The test seems to be quite identical, except that I explicity used containsKey
instead of tryFind
but that shouldn't play much of a role. The other difference here is that i use random entries for the table...
Maybe I'll just add your implementation to our benchmarks too to understand this better.
Nonetheless this looks promising and I'd totally love my implementation to be replaced with something faster 👍
One comcern here is that the okasaki variant also supports efficient binary operations (symmetricdiff, etc) which may be tricky for other implementations...
That's why I created this issue in the first place; I'm skeptical of benchmarks in general including my own and wanted to see if it was possible to incorporate yours into the mix. If I put something out there for others to use I want to make sure I haven't missed something.
The use case I was aiming for in my current project was a drop in replacement for F#'s Map which most people typically use as a dictionary - i.e. tryFind, add and remove rather than for the operations you describe. I focused more on the tryFind case as it is the case I needed to optimise for my own reasons and is the one most suspectible to small changes (e.g. equality dispatch, struct vs classes, intrinsic use, etc).
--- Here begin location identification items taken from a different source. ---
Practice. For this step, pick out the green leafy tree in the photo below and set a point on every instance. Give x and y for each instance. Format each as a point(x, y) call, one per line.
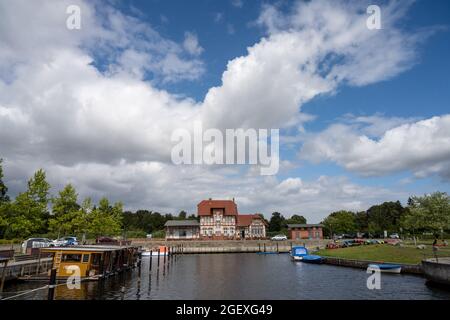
point(65, 220)
point(4, 203)
point(385, 216)
point(3, 189)
point(277, 222)
point(29, 213)
point(105, 220)
point(428, 213)
point(340, 222)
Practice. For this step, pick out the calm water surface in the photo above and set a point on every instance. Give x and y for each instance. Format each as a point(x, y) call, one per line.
point(241, 276)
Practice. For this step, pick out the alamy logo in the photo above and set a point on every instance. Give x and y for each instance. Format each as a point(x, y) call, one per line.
point(374, 280)
point(240, 146)
point(73, 21)
point(373, 22)
point(74, 280)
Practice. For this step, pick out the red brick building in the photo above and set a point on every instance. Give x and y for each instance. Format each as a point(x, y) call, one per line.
point(219, 219)
point(305, 231)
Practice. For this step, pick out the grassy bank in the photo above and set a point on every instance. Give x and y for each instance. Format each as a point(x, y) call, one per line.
point(384, 253)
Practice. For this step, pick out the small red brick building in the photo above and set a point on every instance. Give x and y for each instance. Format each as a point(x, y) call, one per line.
point(305, 231)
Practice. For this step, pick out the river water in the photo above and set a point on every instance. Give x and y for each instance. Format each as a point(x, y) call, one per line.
point(239, 276)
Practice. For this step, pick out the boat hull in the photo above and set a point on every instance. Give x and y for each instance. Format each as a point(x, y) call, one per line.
point(312, 259)
point(385, 268)
point(148, 254)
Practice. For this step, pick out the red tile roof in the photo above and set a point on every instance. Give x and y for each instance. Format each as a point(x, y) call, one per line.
point(204, 208)
point(246, 219)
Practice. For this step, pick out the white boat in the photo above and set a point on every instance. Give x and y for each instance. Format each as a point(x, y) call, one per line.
point(385, 267)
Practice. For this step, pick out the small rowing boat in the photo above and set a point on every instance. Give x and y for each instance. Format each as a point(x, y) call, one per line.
point(385, 267)
point(309, 258)
point(163, 251)
point(297, 253)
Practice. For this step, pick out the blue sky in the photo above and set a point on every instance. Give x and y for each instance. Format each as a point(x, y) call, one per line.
point(374, 131)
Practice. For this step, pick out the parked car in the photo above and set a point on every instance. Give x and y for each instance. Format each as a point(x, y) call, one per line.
point(65, 241)
point(279, 237)
point(30, 243)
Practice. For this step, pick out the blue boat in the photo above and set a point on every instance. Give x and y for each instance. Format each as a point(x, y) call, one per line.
point(310, 258)
point(297, 253)
point(385, 267)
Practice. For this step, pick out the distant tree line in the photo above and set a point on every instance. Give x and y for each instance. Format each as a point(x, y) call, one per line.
point(423, 214)
point(29, 215)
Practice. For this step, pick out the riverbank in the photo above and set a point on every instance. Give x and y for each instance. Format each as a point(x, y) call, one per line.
point(384, 253)
point(230, 246)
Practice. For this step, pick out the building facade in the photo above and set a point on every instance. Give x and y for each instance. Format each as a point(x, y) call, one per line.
point(220, 220)
point(305, 231)
point(182, 230)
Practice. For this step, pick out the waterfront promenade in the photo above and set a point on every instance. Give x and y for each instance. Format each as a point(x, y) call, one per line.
point(230, 246)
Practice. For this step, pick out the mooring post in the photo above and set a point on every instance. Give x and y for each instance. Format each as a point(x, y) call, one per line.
point(39, 262)
point(51, 285)
point(158, 257)
point(5, 264)
point(151, 257)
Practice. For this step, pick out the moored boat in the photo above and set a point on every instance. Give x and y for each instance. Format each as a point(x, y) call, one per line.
point(385, 267)
point(297, 253)
point(163, 251)
point(309, 258)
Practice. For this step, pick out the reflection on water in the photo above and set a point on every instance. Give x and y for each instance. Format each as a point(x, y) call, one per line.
point(240, 276)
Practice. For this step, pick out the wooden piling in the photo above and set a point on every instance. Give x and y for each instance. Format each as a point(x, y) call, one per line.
point(151, 257)
point(158, 257)
point(5, 264)
point(39, 262)
point(51, 285)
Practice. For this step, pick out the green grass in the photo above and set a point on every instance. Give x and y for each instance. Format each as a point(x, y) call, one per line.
point(384, 253)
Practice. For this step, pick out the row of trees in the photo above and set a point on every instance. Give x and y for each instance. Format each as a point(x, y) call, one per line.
point(428, 213)
point(144, 222)
point(29, 213)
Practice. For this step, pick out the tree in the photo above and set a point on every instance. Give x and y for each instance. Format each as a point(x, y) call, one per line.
point(277, 222)
point(106, 219)
point(29, 212)
point(340, 222)
point(65, 218)
point(385, 216)
point(3, 189)
point(296, 219)
point(428, 213)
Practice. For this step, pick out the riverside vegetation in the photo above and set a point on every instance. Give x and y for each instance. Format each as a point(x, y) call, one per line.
point(29, 214)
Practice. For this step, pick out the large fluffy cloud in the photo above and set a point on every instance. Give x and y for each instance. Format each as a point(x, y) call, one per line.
point(86, 105)
point(308, 51)
point(422, 147)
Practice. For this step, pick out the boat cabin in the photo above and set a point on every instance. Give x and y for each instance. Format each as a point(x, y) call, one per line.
point(92, 261)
The add and remove case where copying of data swamps most of these concerns at least in my benchmarking wasn't as critical for me so I didn't optimise those operations heavily.
If symmetricdiff and such are important maybe this algorithm in general isn't the best fit? Would need to dig into this more. In any case there is room for other data structures that optimise these operations over others I would think.
Also be aware there has been ongoing work in the fsharp repo about optimising maps and sets with various benchmarking going on, e.g. https://github.com/dotnet/fsharp/pull/5365
Just found this repo from the mention on https://github.com/fsprojects/FSharp.Data.Adaptive/issues/17. I recently had some performance issues with F#'s built in map and so wrote my own implementation (https://github.com/mvkara/fsharp-hashcollections) to use on a project I've been working on. So far performance looks good compared to the collection types I've found although admittedly I've only tested lookup's. Didn't realise there was other implementations out there. I've put my benchmarks on the README.md file in the repo.
I was thinking how easy would it be, or do you have a net core 3 version of this? Wanted to try out my library on your benchmarks to compare to other libraries out there to see if its worth finishing my library and my impl requires netcoreapp3.1. Don't want to fracture the ecosystem with many different versions of the same collection if its already been implemented.